Above that neutral territory, production in Japan begins to get massively more expensive with every incremental rise in the yen; right now the 100 yen is about $1.15 – and that’s after a ten-percent drop over the course of 2012 – and Bloomberg calculates that every single-digit increase in the yen’s value against the dollar robs Nissan of $232 million in yearly operating profit. Just down the coast in Toyota City it’s even worse – Bloomberg figures each single-digit increase in the yen costs Toyota $402 million every year.

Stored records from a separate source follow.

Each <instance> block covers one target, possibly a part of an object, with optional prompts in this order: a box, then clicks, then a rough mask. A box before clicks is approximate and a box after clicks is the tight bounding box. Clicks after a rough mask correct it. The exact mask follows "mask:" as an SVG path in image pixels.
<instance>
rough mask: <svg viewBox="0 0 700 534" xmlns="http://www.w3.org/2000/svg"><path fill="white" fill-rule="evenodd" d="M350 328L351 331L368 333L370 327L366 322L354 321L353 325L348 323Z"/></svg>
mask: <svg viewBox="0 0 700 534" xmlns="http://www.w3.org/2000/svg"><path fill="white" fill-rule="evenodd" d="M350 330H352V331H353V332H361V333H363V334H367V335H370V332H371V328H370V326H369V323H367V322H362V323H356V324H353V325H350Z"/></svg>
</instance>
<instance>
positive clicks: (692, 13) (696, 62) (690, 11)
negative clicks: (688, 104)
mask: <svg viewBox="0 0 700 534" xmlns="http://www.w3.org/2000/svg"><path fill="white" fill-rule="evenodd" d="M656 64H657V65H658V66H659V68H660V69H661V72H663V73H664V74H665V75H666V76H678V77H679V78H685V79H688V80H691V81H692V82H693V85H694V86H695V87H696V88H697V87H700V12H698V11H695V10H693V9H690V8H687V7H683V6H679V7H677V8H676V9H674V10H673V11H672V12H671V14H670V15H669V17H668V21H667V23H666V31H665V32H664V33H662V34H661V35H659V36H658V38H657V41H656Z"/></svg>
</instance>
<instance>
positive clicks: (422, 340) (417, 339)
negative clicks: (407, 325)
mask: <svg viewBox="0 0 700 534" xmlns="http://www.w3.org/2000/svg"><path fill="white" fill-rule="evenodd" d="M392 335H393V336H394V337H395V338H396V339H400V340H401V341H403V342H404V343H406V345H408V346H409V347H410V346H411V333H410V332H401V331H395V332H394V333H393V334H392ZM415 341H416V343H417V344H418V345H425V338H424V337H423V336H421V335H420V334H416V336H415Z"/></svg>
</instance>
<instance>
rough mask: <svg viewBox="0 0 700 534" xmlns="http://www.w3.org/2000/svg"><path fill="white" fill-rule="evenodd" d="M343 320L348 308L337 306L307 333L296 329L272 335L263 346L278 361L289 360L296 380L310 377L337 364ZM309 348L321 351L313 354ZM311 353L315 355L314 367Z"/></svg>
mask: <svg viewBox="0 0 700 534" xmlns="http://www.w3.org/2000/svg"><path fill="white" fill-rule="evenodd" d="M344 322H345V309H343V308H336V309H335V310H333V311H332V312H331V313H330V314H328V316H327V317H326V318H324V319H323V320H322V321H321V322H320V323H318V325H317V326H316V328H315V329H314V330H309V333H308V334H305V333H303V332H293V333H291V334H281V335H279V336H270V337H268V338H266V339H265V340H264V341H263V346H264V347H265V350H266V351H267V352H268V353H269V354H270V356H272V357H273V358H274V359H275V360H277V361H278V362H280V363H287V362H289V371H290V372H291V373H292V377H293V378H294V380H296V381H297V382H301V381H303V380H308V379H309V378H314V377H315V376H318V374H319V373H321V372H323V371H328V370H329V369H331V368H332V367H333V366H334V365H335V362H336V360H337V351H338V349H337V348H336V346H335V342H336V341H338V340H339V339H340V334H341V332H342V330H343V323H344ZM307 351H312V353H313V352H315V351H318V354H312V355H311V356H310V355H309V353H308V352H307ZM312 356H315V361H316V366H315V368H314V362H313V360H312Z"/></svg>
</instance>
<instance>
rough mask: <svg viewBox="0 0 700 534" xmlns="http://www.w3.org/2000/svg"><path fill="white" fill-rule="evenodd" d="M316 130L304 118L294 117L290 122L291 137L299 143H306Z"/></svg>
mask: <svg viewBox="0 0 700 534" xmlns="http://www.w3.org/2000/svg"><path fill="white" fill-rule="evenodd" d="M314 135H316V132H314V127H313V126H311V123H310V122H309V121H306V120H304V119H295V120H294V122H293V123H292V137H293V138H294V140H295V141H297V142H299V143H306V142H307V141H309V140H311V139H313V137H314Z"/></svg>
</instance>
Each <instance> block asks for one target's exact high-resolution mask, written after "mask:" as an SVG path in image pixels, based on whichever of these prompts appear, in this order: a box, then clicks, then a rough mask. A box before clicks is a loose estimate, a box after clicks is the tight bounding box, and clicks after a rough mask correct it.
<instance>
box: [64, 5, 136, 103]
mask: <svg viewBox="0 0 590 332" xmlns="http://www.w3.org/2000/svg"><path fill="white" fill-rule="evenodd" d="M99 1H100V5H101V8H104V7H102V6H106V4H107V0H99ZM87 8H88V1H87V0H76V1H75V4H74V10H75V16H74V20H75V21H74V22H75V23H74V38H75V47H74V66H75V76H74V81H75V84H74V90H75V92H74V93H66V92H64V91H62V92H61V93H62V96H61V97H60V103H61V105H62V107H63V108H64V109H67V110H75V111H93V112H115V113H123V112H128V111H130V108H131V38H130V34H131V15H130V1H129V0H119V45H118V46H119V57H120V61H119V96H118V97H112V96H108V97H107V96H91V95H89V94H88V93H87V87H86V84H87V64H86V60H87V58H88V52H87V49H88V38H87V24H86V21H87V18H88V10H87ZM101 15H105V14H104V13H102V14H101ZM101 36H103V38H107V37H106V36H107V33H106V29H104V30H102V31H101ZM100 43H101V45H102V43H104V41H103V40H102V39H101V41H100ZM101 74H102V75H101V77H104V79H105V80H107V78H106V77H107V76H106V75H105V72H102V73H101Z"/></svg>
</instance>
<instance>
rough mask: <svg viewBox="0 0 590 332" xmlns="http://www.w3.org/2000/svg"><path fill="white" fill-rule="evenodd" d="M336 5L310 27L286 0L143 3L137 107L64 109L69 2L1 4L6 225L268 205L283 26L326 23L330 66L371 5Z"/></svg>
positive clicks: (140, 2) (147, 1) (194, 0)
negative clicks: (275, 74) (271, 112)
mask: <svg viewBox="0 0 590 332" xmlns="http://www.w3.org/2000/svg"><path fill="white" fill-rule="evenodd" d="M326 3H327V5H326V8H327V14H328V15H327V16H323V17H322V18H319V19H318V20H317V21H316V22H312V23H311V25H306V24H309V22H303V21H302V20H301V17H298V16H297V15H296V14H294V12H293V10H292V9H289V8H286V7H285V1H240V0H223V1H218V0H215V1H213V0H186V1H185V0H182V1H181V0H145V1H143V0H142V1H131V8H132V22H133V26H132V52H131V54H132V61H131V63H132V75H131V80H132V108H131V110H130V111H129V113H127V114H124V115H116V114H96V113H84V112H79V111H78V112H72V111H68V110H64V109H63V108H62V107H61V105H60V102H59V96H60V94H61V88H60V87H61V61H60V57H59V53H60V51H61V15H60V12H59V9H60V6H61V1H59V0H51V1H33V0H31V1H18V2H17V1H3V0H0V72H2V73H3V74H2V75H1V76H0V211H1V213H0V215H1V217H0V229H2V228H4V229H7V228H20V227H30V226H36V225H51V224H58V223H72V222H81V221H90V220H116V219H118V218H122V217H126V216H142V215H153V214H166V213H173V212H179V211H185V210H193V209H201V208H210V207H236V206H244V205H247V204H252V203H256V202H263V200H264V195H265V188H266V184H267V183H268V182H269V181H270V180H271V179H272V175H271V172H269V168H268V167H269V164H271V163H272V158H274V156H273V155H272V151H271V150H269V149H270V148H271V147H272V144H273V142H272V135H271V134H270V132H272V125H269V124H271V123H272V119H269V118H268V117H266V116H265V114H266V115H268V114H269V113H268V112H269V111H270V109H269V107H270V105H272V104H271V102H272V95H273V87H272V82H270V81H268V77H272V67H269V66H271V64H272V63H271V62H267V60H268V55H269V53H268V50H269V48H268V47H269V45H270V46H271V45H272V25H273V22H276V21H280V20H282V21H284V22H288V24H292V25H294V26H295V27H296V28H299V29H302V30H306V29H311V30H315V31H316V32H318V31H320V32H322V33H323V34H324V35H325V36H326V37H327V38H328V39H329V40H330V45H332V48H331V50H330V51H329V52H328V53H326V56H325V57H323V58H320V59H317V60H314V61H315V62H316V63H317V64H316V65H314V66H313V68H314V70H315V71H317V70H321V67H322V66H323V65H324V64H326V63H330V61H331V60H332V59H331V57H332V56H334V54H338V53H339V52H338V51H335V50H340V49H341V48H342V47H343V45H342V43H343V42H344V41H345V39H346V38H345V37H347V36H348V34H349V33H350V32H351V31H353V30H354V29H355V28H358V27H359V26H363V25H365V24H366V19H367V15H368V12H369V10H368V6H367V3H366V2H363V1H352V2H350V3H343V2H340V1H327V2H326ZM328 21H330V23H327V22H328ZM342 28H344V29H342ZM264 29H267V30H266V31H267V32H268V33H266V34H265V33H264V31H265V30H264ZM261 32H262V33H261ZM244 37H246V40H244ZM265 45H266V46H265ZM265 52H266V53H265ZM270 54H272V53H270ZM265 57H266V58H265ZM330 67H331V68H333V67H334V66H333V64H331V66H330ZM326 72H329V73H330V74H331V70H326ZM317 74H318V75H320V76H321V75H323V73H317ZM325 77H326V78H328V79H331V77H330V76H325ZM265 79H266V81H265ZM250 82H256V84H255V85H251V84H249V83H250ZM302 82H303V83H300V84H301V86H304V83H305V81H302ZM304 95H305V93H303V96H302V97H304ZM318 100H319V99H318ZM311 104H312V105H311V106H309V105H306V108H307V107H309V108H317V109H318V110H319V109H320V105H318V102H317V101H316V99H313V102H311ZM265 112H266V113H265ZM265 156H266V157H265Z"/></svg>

Nissan is one among all the Japanese makers monitoring tensions in China, too. A territorial dispute last year caused Chinese buyers to shun Japanese cars to such an extent that overall car sales fell in China and Japanese automakers cut production and sales forecasts in the world’s largest auto market. Ghosn was less pointed in his comments on the matter, saying only that if the antagonism keeps up then “obviously we will have to reflect it in our long-term plans.” It was Akio Toyoda’s comments, however, that were probably a good reflection of the private wishes of the new prime minister: “I want it to be a peaceful year where nothing goes wrong.”